It’s ironic that, in years past, when Apple was planning its next generation operating system (Copland, Rhapsody, and the others that preceded Mac OS X), there was talk of scrapping AppleScript and implementing an entirely new scripting language.
Now Mac OS X v.10.1 is (almost) here and AppleScript is bigger and better in the new operating system. It offers more scriptable applications, toolbar scripts, QuickTime scripts and more. Plus, AppleScript Studio is due later this year.
Mac OS X 10.1 beefs up Finder scripting. Scriptable applications now include Print Center, Internet Connect, the Terminal, Image Capture, Mail, Sherlock, and TextEdit, as well as the Finder itself.
Toolbar Scripts can now be placed on the Finder Toolbar, offering drag-and-drop, click-and-run tools available in any open Finder window. You can place links to files, folders and applications in the Finder Toolbar. And for Mac OS X 10.1, Apple has built a set of AppleScript applets and droplets designed to take advantage of the Toolbar Scripts’ feature.
To use the Toolbar Scripts, place them in a folder of your choice. The most likely place would be to create a “Toolbar Scripts” folder in your Home Library. You can then open this folder and drag the icons of the scripts you want to use to the Finder Toolbar in the folder’s window.
Intrigued? Apple offers a variety of downloadable
Toolbar Scripts, with such names as Open Special Folder, Open Favorite Folders, Open Parent Folder, Add to Favorites and Open URL. There are also a variety of downloadable scripts for window management, using GraphicConverter, digital cameras and applying ColorSync profiles.
There’s an AppleScriptable Web Services enhancement in Mac OS X 10.1 that lets you use the scripting tool to query and command XML-aware applications on any platform, over the Internet or local networks. Web Services are XML-based, Internet-hosted applications that provide information and services to customers and users worldwide. What sort of services? Stock quotes, news reports, currency conversions, language translation, zipcode lookup, weather reports, spell-checking, maps and more, according to Apple.
Mac OS X 10.1 provides support for communicating with Web Services applications directly via AppleScript.

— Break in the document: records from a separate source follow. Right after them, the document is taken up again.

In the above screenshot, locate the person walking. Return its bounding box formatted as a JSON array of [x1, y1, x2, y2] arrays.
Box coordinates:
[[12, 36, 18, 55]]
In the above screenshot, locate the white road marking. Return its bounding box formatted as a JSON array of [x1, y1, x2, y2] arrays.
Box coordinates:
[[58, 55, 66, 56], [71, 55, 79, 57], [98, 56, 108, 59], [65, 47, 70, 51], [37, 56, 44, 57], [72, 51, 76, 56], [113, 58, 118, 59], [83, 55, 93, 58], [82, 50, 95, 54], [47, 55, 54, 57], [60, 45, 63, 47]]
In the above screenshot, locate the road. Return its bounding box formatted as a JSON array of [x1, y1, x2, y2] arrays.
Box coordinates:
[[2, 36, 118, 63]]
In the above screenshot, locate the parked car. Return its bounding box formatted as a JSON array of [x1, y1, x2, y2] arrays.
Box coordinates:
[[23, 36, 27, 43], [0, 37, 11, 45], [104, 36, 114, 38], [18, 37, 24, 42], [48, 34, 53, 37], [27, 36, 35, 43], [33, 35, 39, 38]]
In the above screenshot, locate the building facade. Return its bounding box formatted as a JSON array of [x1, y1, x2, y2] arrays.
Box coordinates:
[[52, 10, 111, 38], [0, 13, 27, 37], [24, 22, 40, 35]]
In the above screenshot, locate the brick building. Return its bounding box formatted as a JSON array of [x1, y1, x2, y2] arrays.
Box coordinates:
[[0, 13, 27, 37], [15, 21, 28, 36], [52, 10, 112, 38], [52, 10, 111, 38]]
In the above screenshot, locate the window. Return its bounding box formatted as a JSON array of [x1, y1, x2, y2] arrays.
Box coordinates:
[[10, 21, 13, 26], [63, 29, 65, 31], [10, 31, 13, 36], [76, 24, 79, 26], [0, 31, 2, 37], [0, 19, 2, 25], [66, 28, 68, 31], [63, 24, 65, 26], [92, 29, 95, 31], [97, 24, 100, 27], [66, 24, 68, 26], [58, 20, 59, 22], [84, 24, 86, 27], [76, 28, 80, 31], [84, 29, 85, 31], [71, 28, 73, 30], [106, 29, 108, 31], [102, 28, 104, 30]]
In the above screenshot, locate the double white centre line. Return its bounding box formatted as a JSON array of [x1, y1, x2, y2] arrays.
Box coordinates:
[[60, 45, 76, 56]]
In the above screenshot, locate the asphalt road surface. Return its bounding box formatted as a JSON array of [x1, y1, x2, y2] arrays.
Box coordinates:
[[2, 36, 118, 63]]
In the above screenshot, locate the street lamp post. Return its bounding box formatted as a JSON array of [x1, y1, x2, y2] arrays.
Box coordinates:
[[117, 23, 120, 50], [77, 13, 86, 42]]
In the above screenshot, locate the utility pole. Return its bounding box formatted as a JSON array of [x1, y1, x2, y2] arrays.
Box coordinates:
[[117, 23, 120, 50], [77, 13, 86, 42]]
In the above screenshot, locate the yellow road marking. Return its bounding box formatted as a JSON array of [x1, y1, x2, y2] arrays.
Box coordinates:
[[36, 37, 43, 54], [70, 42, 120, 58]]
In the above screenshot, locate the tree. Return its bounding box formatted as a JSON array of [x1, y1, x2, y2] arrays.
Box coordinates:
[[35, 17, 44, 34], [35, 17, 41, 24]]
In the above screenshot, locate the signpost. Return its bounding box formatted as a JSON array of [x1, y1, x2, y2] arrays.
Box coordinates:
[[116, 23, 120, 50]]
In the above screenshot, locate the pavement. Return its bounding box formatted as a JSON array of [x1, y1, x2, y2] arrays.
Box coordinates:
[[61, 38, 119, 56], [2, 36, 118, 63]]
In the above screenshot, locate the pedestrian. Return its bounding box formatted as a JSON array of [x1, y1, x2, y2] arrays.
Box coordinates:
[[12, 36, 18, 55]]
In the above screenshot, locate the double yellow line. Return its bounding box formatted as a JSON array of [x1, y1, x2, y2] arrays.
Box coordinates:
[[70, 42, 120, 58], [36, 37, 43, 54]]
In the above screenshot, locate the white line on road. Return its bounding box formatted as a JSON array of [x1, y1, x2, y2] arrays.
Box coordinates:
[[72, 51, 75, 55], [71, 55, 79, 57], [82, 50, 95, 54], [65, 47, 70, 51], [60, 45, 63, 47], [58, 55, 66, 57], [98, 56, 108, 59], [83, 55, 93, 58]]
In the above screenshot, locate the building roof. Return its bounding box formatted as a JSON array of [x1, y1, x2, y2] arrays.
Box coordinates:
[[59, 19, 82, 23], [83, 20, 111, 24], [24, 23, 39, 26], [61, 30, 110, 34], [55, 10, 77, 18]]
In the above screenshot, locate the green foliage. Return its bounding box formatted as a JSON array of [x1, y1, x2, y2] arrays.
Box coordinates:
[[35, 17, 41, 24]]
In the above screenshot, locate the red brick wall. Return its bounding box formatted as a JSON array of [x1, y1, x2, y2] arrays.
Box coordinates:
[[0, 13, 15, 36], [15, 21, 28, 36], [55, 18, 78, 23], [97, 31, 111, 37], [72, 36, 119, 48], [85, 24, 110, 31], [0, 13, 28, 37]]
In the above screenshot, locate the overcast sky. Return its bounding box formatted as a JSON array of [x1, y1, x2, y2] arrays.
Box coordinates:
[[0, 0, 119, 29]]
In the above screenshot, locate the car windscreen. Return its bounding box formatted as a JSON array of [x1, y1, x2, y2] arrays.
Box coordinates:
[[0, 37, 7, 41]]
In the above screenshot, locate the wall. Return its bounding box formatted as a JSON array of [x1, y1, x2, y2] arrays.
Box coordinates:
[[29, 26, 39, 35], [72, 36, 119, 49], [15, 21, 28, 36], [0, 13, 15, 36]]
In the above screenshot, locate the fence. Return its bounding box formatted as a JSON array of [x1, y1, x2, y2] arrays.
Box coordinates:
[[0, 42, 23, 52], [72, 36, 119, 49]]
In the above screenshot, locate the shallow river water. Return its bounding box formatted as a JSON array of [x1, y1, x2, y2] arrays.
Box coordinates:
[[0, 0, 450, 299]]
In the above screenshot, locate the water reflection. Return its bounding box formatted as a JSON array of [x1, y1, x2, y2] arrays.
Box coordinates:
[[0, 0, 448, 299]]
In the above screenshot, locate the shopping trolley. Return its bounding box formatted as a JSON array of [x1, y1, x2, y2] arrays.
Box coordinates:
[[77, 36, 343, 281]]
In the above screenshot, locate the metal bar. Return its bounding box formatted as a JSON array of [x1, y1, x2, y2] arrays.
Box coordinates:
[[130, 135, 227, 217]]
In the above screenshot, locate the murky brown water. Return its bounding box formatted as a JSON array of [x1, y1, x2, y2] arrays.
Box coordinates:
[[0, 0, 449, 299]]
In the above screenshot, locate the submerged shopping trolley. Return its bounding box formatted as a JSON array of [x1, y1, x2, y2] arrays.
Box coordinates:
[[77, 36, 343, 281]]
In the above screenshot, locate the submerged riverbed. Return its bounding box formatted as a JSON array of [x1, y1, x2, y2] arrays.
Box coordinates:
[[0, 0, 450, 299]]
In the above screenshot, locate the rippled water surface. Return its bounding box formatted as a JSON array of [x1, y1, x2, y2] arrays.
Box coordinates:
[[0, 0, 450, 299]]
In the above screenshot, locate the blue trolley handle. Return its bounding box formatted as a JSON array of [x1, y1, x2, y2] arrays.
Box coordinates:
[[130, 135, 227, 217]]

The latest version of the operating system includes, by default, some script examples of how to use AppleScript with Web Services. You can download additional scripts from the
Script Menu page.
Speaking of Script Menu, it’s a utility that can launch Perl and Shell, as well as AppleScript, scripts. To launch it just
drag the ScriptMenu.menu file
to the menu bar at the top right of your screen and release. Do so and you’re ready to use any of the dozens of scripts pre-installed with Mac OS X 10.1. To remove the Script Menu, hold down the Command key and drag the Script menu icon off the menu bar.
Apple is working on AppleScript Studio, due before the end of the year. Studio combines AppleScript with Apple’s IDE (Integrated Development Environment) tools Project Builder and Interface Builder. “This makes AppleScript a peer language with Java and Objective C,” according to Sal Soghoian, Apple’s AppleScript guru.

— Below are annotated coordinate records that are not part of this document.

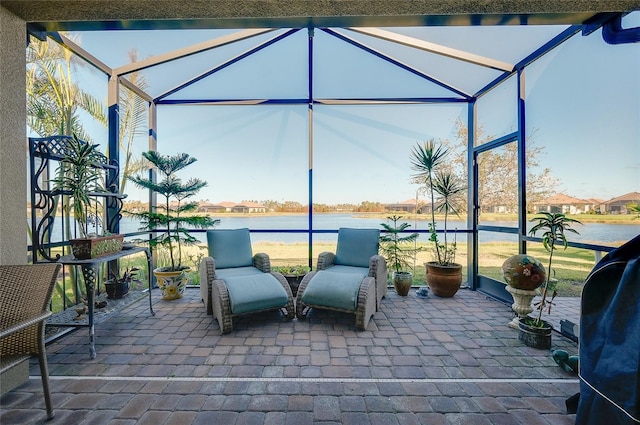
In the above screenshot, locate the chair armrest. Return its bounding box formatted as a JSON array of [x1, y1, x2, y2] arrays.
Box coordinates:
[[316, 252, 336, 270], [253, 252, 271, 273], [369, 255, 388, 282], [198, 257, 216, 282], [0, 311, 51, 339]]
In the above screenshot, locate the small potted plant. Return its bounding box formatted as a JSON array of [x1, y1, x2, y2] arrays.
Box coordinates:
[[518, 212, 582, 349], [52, 134, 124, 260], [129, 151, 220, 300], [273, 265, 311, 298], [410, 140, 466, 297], [104, 267, 142, 299], [380, 215, 420, 297]]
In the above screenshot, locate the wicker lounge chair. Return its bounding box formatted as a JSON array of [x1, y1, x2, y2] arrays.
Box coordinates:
[[296, 228, 387, 330], [0, 263, 60, 419], [200, 229, 295, 333]]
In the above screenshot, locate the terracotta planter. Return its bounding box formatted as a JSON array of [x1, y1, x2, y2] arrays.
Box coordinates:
[[518, 319, 553, 350], [153, 268, 191, 301], [425, 261, 462, 298], [69, 235, 124, 260], [392, 272, 413, 297], [104, 282, 129, 299]]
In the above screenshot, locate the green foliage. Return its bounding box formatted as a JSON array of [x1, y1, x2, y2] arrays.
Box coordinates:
[[529, 212, 582, 326], [271, 265, 311, 276], [109, 267, 142, 285], [380, 215, 420, 272], [410, 140, 466, 265], [129, 151, 220, 271], [52, 134, 105, 238]]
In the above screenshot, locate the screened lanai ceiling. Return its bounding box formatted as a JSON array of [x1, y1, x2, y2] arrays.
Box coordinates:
[[67, 25, 596, 103]]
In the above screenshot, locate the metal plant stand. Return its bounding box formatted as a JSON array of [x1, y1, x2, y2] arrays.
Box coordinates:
[[58, 246, 156, 359]]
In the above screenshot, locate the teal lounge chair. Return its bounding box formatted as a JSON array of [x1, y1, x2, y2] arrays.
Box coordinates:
[[199, 229, 295, 334], [296, 228, 387, 330]]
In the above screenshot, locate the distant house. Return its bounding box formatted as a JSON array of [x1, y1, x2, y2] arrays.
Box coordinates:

AppleScript Studio is designed to let users make script applications that look, feel, and act just like Mac OS X applications. It will include such Aqua “widgets” as buttons, windows, sliders, checkboxes, tabs, radio buttons and more. Apple says AppleScript Studio will be “fun” to use, but will provide a set of professional application development tools featuring complete interface design and script writing with step-by-step debugging and source management.

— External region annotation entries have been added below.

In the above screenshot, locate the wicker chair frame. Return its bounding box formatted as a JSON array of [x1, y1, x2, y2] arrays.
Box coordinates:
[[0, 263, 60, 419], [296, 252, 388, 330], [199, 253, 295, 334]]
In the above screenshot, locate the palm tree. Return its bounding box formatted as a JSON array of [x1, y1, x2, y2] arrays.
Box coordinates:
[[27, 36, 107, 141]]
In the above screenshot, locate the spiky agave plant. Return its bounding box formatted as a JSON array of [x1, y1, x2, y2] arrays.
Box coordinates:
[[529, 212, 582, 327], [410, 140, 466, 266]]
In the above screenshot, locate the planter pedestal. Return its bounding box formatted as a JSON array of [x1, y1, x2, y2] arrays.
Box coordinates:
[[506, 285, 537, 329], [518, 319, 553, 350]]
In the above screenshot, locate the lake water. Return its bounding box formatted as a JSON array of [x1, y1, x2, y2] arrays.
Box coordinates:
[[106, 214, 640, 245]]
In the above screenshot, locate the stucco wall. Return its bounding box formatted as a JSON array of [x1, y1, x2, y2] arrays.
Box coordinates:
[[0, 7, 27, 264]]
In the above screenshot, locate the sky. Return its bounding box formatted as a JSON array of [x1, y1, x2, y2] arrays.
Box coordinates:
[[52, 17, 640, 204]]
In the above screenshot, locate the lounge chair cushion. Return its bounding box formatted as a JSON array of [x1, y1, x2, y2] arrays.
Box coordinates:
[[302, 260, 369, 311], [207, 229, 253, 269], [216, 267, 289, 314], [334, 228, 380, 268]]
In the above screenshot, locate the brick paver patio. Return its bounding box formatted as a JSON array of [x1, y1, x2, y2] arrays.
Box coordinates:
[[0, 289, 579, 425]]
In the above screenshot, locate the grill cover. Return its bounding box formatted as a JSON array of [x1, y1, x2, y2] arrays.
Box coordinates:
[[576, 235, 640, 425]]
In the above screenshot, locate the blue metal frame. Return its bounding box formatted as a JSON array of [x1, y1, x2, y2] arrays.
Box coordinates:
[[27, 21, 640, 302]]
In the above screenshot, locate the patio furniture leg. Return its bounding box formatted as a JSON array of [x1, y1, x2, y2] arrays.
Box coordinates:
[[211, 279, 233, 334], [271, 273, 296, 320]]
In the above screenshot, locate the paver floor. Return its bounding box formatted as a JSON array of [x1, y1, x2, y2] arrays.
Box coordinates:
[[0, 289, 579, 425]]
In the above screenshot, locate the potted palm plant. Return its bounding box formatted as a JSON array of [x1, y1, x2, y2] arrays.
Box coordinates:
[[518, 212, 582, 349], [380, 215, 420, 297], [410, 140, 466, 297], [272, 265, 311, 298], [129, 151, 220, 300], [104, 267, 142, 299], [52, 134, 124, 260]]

This combination will give scripters a tool to create professional level scripts that can take advantage of everything AppleScript offers and provides end-users an Aqua interface to run the script, according to Soghoian. At the Seybold, he demonstrated a complex script, built with AppleScript Studio, where the script pulled data from FileMaker Pro and IMedia and placed the data into InDesign, creating a shake and bake real-estate catalog.
One of the goals of Mac OS X is to “marry two powerful technologies to let you do lots of cool things with QuickTime and AppleScript,” according to Apple. QuickTime 5.0.2 offers beefed up AppleScript support in the QuickTime Player application. The QuickTime Player scripting dictionary contains new commands and properties that can be used to automate many movie-editing and playback tasks performed by novices and professionals alike.
A collection of example scripts for Mac OS X v. 10.1 contains a variety of scripting tools, including script applets, droplets, and compiled scripts for use with the Script menu. In the
downloadable collection, all scripts are fully editable and many have properties whose values can be easily changed. However, the scripts only work with QuickTime 5.0.2. on Mac OS X 10.1 They’re not designed to work with earlier versions of QuickTime, including QuickTime 4.1, and they’re not compatible with Mac OS X 10.0 – 10.0.4.
With all these changes and enhancements, AppleScript is far from dead in Apple’s (long awaited) next generation operating system.